The lieutenant-governor is appointed by the governor on the advice of the Premier of Victoria. Appointment as lieutenant-governor of itself confers no powers or functions. If there is no governor or if the governor is unavailable to act for a substantial period, the lieutenant-governor assumes office as administrator and exercises all the powers and functions of a governor. If expecting to be unavailable for a short period only, the governor with the consent of the premier, usually commissions the lieutenant-governor to act as deputy governor, performing some or all of the powers and functions of the governor.
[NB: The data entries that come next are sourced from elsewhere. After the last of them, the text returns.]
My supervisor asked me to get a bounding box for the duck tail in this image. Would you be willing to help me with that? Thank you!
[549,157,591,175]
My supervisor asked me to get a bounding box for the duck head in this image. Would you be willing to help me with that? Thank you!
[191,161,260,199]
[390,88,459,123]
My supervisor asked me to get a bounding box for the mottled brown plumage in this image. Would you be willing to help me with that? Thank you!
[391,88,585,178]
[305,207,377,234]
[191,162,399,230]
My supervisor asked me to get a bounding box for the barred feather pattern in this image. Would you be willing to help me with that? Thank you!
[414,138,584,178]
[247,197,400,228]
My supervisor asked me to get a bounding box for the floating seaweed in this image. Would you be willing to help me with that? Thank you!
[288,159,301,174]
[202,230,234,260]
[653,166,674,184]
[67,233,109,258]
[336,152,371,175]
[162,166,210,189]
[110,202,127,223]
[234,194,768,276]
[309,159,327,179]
Ken Lay, former Chief Commissioner of Victoria Police and police officer, is the current lieutenant-governor.

Commonwealth
At the time of 28 March 2014, the Commonwealth deputies of the Governor-General were DameMarie Bashir AD CVO and Alex Chernov AC QC.
Further deputies are appointed to exercise narrow powers, such as convening executive meetings, opening parliament and swearing in new politicians. There is no lieutenant-governor. 

State governors hold a dormant commission to act as Administrator of the Commonwealth should the governor-general die, resign, or be absent overseas or on leave. By convention, the longest-serving state governor acts as administrator. 

Presently, the longest-serving state governor is Linda Dessau, who has been Governor of Victoria since 1 July 2015.

On 1 August 2015, Paul de Jersey held the office as administrator of the Government of the Commonwealth of Australia.

History
Historically, a lieutenant-governor could also be the deputy of the New South Wales governor in a particular territory. In the early and mid-19th century, lieutenant-governors ran Australasian sub-colonies that were initially subordinate to the colony of New South Wales, such as Van Diemen's Land (Tasmania), Victoria and the Bay of Islands (New Zealand).